Felizmente nossas preces foram ouvidas… Apesar da negativa inicial, talvez para valorizar o custo da última habitación disponível, o fato é que tínhamos finalmente onde dormir. Em que pese a quantia de “efes” tão habituais aos motoqueiros… Calma que vou explicar, como os goleiros que tem a fama de tão “amaldiçoados” que nem a grama cresce debaixo das traves do seu gol, assim são os motoqueiros quando chegam aos hotéis ou pousadas… Até desenvolvemos algumas técnicas de abordagem a esses estabelecimentos: somente um do grupo vai até a recepção, preferencialmente o mais velho (eu…), deixa o capacete, balaclava, luvas e a jaqueta de couro com os demais e com meio corpo protegido pelo balcão da recepção, apresenta-se como um hóspede normal (?), caso contrario os “efes” são inevitáveis… Ou seja, vão dizer que não há vaga ou quando se consegue acomodação é nos Fundos, geralmente Feia, vai ser o quarto mais Frio e ainda com muita sorte se não for Fedido…
Para não fugir à regra nossa acomodação foi classificada com 3 “efes” e ainda nossas motos ficariam na rua… Tudo bem, era o que tínhamos para aquela noite fria em Susques.

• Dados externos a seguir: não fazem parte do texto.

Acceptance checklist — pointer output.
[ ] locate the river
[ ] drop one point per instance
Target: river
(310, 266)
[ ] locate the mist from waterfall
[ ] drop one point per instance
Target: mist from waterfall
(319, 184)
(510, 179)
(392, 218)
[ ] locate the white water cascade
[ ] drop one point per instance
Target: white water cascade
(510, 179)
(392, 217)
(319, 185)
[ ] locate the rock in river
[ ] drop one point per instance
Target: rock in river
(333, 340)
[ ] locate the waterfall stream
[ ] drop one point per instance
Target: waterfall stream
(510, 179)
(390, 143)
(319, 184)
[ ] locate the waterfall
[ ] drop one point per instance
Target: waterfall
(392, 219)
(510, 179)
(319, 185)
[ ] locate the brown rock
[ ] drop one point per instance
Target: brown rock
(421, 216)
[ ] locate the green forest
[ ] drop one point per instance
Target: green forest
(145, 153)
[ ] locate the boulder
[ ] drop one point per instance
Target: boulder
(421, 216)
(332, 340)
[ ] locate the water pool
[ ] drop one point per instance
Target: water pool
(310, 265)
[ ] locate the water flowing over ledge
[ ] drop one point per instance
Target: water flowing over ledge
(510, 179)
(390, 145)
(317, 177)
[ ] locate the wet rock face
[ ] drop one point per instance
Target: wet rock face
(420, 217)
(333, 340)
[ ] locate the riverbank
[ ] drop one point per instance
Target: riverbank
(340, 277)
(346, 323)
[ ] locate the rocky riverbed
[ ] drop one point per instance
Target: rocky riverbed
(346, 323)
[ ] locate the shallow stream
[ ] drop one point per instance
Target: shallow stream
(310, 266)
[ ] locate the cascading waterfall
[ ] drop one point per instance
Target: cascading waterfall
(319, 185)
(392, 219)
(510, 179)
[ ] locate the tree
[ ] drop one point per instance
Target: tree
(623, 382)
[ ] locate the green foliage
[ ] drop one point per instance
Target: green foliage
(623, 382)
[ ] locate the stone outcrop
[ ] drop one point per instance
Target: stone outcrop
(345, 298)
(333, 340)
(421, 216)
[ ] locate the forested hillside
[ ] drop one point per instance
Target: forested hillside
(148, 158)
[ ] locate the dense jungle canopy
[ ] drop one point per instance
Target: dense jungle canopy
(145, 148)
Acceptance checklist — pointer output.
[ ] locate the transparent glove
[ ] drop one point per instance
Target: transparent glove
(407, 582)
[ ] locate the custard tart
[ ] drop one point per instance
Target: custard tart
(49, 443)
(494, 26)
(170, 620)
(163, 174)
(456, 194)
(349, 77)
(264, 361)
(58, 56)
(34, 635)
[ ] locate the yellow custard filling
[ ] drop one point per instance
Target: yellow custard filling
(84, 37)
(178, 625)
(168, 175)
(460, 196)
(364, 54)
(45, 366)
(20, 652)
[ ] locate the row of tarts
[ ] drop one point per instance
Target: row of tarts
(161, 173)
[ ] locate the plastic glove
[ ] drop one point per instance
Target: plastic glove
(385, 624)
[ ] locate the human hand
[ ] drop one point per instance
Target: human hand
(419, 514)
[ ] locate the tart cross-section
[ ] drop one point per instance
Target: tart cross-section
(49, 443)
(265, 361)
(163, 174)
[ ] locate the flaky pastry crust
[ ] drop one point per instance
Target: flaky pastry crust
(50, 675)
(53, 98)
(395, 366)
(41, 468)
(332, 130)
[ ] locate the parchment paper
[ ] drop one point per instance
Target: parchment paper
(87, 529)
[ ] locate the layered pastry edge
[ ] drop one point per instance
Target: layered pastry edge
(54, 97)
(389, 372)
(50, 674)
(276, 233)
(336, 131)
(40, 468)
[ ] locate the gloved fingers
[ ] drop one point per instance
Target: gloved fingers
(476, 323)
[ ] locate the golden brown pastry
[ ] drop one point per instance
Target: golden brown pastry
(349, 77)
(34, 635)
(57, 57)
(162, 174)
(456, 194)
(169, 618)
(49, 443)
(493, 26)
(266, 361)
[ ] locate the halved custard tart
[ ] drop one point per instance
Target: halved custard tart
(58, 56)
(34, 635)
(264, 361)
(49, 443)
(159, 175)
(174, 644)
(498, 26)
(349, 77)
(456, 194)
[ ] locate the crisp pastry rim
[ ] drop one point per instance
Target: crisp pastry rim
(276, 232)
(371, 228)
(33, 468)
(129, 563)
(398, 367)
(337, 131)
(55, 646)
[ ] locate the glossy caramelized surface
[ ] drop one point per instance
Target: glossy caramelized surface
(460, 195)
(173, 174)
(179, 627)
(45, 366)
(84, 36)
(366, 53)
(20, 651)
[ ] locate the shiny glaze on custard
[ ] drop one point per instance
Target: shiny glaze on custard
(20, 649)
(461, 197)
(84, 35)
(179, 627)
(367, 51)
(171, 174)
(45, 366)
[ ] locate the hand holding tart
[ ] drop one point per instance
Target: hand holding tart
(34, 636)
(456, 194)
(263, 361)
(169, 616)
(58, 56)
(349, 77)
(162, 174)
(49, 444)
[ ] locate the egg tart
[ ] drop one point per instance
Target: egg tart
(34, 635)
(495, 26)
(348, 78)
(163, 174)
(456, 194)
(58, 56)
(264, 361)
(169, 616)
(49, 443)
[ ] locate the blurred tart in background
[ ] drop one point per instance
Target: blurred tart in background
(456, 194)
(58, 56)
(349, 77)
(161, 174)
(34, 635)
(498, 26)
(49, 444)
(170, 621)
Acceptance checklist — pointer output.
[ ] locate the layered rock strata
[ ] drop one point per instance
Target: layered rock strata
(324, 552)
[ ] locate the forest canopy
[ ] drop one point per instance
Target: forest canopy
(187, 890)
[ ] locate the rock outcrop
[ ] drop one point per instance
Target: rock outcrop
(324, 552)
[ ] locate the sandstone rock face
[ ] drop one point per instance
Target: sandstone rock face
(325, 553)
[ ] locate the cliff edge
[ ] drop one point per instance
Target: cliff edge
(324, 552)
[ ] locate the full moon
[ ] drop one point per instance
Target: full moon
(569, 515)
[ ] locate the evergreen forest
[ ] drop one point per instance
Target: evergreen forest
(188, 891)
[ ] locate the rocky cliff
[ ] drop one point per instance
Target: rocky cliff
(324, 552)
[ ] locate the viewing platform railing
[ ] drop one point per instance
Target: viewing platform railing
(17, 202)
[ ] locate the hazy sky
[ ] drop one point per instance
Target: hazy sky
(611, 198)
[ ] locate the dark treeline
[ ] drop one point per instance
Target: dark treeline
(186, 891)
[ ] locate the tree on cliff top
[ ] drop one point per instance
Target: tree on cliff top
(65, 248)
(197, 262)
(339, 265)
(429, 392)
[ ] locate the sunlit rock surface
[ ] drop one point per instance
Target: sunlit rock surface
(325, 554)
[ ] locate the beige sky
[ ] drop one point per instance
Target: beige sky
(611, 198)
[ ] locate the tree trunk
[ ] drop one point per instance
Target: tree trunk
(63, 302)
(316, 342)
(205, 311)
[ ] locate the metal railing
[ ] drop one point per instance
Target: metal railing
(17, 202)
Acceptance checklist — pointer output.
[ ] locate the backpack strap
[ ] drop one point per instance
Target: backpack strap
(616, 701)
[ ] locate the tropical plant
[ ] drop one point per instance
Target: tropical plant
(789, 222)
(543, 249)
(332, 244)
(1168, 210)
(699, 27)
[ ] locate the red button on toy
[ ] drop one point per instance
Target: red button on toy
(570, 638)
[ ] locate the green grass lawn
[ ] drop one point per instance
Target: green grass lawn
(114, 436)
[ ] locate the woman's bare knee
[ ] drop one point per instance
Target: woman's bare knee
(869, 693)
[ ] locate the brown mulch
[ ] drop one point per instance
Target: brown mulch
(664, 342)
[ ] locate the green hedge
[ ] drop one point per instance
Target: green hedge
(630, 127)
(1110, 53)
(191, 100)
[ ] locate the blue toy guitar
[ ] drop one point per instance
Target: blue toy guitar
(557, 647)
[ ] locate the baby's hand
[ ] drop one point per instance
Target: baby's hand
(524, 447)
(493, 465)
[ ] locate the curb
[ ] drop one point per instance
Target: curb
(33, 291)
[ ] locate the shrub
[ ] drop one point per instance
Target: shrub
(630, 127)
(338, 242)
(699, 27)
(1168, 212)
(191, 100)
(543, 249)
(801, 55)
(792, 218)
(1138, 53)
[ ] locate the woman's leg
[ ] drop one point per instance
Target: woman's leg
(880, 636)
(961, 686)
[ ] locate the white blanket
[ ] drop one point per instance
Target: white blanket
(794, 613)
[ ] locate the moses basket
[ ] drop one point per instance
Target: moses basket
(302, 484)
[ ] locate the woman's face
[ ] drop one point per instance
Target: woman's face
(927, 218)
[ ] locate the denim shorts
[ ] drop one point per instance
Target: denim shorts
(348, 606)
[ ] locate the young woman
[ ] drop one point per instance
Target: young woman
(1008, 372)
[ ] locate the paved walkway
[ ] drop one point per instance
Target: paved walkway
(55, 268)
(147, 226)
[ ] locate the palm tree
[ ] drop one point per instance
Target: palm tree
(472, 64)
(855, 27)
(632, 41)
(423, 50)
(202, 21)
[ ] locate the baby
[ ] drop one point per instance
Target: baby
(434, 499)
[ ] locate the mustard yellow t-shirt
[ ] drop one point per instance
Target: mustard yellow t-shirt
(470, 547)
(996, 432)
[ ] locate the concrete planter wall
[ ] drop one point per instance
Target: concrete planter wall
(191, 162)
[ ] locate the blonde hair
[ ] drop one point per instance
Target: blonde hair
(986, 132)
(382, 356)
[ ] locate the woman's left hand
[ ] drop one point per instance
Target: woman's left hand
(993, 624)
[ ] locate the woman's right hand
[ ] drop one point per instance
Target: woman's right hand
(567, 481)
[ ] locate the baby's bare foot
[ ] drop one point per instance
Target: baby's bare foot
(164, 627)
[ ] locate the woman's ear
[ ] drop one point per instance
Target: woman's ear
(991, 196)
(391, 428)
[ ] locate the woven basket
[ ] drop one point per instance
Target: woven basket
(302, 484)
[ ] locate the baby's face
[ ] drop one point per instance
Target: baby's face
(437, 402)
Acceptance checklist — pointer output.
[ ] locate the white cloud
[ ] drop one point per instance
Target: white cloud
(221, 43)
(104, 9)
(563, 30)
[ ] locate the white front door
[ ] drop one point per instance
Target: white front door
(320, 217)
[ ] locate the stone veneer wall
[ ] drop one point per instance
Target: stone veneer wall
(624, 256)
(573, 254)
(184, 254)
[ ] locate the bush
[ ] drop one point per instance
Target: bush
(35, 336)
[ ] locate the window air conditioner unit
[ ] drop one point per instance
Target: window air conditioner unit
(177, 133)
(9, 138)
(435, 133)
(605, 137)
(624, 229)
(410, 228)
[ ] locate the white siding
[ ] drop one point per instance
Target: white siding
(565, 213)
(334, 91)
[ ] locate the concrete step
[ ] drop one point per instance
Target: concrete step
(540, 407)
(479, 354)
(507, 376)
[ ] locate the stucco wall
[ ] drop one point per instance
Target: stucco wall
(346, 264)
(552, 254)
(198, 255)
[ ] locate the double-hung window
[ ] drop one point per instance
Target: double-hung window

Tendo sido no passado um importante centro minerador do Atacama, Susques justifica sua conturbada história como pivô de batalhas diplomáticas e até mesmo campais ao longo dos anos. Existem relatos históricos de que a nação atacamenha Likan Antai foi precursora da ocupação indígena naquela região, cuja cultura permaneceu mesmo após ser suplantada pelo Império Inca em 1.475. Mais tarde, já no século XVI vieram os espanhóis e apesar de não se instalarem em função do clima extremo e das adversidades do deserto, incrementaram a exploração mineradora. Nos séculos seguintes o local voltou a ser palco de batalhas, disputadas pela Bolívia, Chile e Peru.
Hoje apesar da estagnação no crescimento, Susques continua importante pela sua estratégica localização naquela região de fronteira, como a última povoação argentina da ruta 52. No entanto só mesmo nos detendo nas particularidades daquela localidade, percorrendo suas ruas de terra batida, atentando às suas moradias simples sem buscar comparação com cidades maiores ou modernas e principalmente buscando entender na alma atacamenha do seu povo, o porquê da permanência num local onde a natureza é tão hostil. Só assim começaremos a vê-la de maneira diferenciada. Por exemplo, conversando com o dono da hospedaria, fui surpreendido quando sua mãe, uma senhora aparentando uns 70 anos, descendente de aymará, tão humilde quanto os demais moradores, dirigiu-se a nós falando fluentemente o português e demonstrando uma alegria quase infantil, pela oportunidade de nos ouvir. O mais interessante é que ela nunca havia saído daquele lugar e nos confessou que sempre gostou muito da língua portuguesa, chegando a fazer um curso do aprendizado por correspondência. A nossa conversa rolava solta, até que adentrou na pequena sala da recepção, um grupo de senhoras e algumas crianças que vieram ali para a aula de alfabetização que ela ministrava graciosamente para aquela comunidade.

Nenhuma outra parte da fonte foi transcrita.